Die dahinter liegenden Fragen für die engagierte Lehrkraft waren: wie kann interessensbasiertes, projektorientiertes und fächerübergreifendes Lernen im Schulalltag gut gelingen? wie gut können sich Schüler:innen auf selbständige Team- und Gruppenarbeit einlassen, ohne dass am Ende Stifte und Stühle fliegen? Unter welchen Voraussetzungen kann das eine Lehrkraft leisten, die i.d.R. für ca. 30 Schüler:innen zuständig ist? Diese Fragen sind Kernelemente der Verordnung zu Bildung für nachhaltige Entwicklung an Schulen, die auch in NRW gilt, jedoch in der Umsetzung noch sehr viel Luft nach oben hat.

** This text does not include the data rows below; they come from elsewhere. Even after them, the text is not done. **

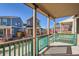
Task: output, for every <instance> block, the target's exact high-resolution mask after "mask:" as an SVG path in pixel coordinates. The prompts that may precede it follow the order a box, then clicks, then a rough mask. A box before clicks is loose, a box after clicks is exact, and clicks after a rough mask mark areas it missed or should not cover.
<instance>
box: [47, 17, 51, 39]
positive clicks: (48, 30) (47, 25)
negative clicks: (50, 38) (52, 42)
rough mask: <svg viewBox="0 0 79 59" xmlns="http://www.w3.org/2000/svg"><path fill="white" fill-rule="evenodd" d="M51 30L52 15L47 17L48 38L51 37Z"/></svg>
mask: <svg viewBox="0 0 79 59" xmlns="http://www.w3.org/2000/svg"><path fill="white" fill-rule="evenodd" d="M49 30H50V17H48V19H47V35H48V39H49V34H50V32H49Z"/></svg>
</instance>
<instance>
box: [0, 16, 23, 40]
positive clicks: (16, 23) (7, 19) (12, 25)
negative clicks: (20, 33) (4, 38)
mask: <svg viewBox="0 0 79 59" xmlns="http://www.w3.org/2000/svg"><path fill="white" fill-rule="evenodd" d="M22 26H23V21H22V20H21V18H20V17H16V16H0V38H3V37H4V38H5V39H7V38H13V37H15V35H16V32H17V31H23V28H22Z"/></svg>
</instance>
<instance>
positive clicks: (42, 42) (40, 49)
mask: <svg viewBox="0 0 79 59" xmlns="http://www.w3.org/2000/svg"><path fill="white" fill-rule="evenodd" d="M47 46H48V35H42V36H37V38H36V55H38V54H39V52H40V51H42V50H43V49H44V48H45V47H47Z"/></svg>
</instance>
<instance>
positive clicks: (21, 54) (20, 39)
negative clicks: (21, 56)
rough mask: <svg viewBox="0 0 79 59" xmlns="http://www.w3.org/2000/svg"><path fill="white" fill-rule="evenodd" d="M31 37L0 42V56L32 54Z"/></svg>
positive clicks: (29, 54)
mask: <svg viewBox="0 0 79 59" xmlns="http://www.w3.org/2000/svg"><path fill="white" fill-rule="evenodd" d="M32 40H33V38H23V39H18V40H14V41H9V42H4V43H0V56H1V55H3V56H25V55H27V56H32V55H33V41H32Z"/></svg>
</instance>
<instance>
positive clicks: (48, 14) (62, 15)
mask: <svg viewBox="0 0 79 59" xmlns="http://www.w3.org/2000/svg"><path fill="white" fill-rule="evenodd" d="M28 5H29V6H31V7H32V8H34V7H33V5H35V6H36V7H37V8H38V9H37V10H38V11H39V12H41V13H42V14H44V15H46V16H50V17H52V18H54V17H55V18H59V17H63V16H72V15H76V14H78V13H79V3H34V4H28Z"/></svg>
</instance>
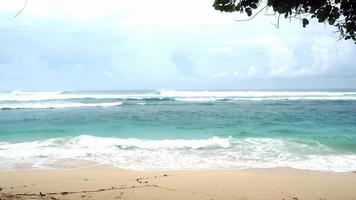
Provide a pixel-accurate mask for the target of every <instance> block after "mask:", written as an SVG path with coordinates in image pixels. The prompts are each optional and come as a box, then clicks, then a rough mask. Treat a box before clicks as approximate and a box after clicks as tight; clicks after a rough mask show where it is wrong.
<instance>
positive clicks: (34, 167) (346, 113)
mask: <svg viewBox="0 0 356 200" xmlns="http://www.w3.org/2000/svg"><path fill="white" fill-rule="evenodd" d="M0 108H1V110H0V168H1V169H5V170H8V169H16V166H19V165H22V166H27V167H29V168H48V167H52V168H53V166H54V168H56V166H55V164H54V163H59V162H64V161H65V162H68V160H81V161H83V160H84V161H91V162H94V163H104V164H112V165H114V166H117V167H120V168H126V169H139V170H162V169H217V168H218V169H220V168H229V169H231V168H249V167H285V166H288V167H294V168H302V169H312V170H323V171H353V170H356V93H353V92H337V91H336V92H335V91H333V92H313V91H309V92H303V91H294V92H278V91H277V92H273V91H262V92H258V91H253V92H244V91H241V92H233V91H225V92H223V91H220V92H219V91H215V92H206V91H205V92H204V91H195V92H189V91H141V92H137V91H133V92H46V93H44V92H42V93H39V92H37V93H36V92H32V93H26V92H4V93H2V94H1V95H0Z"/></svg>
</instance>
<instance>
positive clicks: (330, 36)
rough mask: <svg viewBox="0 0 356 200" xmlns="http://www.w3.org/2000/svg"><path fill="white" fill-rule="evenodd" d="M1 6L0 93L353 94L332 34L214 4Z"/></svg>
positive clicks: (113, 2) (181, 2)
mask: <svg viewBox="0 0 356 200" xmlns="http://www.w3.org/2000/svg"><path fill="white" fill-rule="evenodd" d="M24 3H25V0H0V90H7V91H11V90H146V89H186V90H187V89H188V90H198V89H204V90H206V89H207V90H217V89H227V90H239V89H256V90H258V89H334V88H356V59H355V58H354V57H355V55H356V45H355V44H354V43H353V42H352V41H343V40H340V41H338V33H335V29H334V28H333V27H330V26H328V25H325V24H319V23H316V22H311V24H310V25H309V27H308V28H302V24H301V22H300V21H299V20H297V19H294V20H291V21H289V20H285V19H283V20H281V21H280V26H279V28H276V26H275V23H276V21H277V18H276V17H275V16H266V15H265V13H264V12H262V13H261V14H260V15H258V16H257V17H256V18H255V19H253V20H251V21H246V22H239V21H236V20H237V19H246V16H245V15H243V14H239V13H221V12H219V11H216V10H214V8H213V7H212V4H213V0H179V1H173V0H150V1H143V0H129V1H128V0H60V1H59V0H28V3H27V6H26V8H25V9H24V11H23V12H22V13H21V14H20V15H19V16H17V17H14V15H16V13H17V12H18V11H19V10H20V9H21V8H22V6H23V5H24Z"/></svg>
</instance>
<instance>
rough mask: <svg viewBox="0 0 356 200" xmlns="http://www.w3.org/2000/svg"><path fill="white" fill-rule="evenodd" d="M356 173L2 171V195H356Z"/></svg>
mask: <svg viewBox="0 0 356 200" xmlns="http://www.w3.org/2000/svg"><path fill="white" fill-rule="evenodd" d="M355 185H356V173H354V172H321V171H310V170H300V169H292V168H270V169H240V170H178V171H177V170H175V171H133V170H123V169H118V168H114V167H112V166H107V165H101V166H94V167H93V166H92V167H83V168H80V169H61V170H23V171H12V172H0V188H1V189H0V199H1V200H7V199H69V200H74V199H193V200H199V199H209V200H210V199H214V200H217V199H244V200H249V199H271V200H272V199H281V200H282V199H285V200H288V199H290V200H301V199H317V200H327V199H345V200H352V199H356V190H355V189H354V186H355Z"/></svg>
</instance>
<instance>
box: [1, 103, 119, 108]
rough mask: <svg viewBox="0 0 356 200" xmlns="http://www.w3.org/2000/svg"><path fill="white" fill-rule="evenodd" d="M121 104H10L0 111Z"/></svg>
mask: <svg viewBox="0 0 356 200" xmlns="http://www.w3.org/2000/svg"><path fill="white" fill-rule="evenodd" d="M121 105H122V103H121V102H111V103H74V102H62V103H51V102H41V103H38V102H37V103H15V104H14V103H12V104H1V103H0V109H54V108H78V107H114V106H121Z"/></svg>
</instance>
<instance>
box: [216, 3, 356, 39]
mask: <svg viewBox="0 0 356 200" xmlns="http://www.w3.org/2000/svg"><path fill="white" fill-rule="evenodd" d="M262 4H263V2H262V0H215V2H214V5H213V6H214V8H215V9H216V10H219V11H222V12H240V13H246V14H247V16H249V17H251V18H253V17H254V16H255V15H257V14H259V13H260V12H261V11H262V10H264V9H267V8H269V7H271V8H272V9H273V11H274V13H276V14H277V15H278V16H284V17H285V18H296V19H300V20H301V22H302V24H303V27H304V28H305V27H306V26H307V25H308V24H309V20H310V19H313V18H315V19H317V20H318V22H320V23H328V24H330V25H332V26H335V27H336V28H337V30H338V31H339V33H340V39H342V38H344V39H345V40H348V39H352V40H353V41H355V43H356V0H267V4H266V5H264V7H263V8H260V7H261V5H262ZM255 9H260V10H259V11H258V12H257V13H256V14H255V15H254V16H252V13H253V10H255ZM278 19H279V18H278Z"/></svg>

Diese Fragen sollten nicht nur Lehrer:innen und Schulen beschäftigen, sondern uns als Gesellschaft. Damit ist gemeint: uns als Mütter und Väter, uns als Mitarbeitende in Unternehmen, uns als Gestalter:innen von nachhaltigen Ansätzen und Maßnahmen, uns als zivil engagierte Bürger und Bürgerinnen. Denn eines ist klar und auch explizit im Nationalen Aktionsplan Bildung für nachhaltige Entwicklung verankert: Schule und Außenwelt müssen verstärkt aufeinander zugehen – durch die Kooperation mit außerschulischen Bildungsakteuren, die Vernetzung mit Expertinnen aus Forschung, Wirtschaft, Kultur und die Einbindung von engagierten Begleitern. Dann wird möglich, was lernen im 21. Jahrhundert ausmacht und was die Kinder & Jugendlichen von heute als Gestalter:innen der Zukünfte brauchen: Erkenntnisse, Werte und Fähigkeiten, um in einer sich stark verändernden Welt selbstbestimmt, transformativ und verantwortungsvoll zu denken und zu handeln. Lernen fürs Leben eben.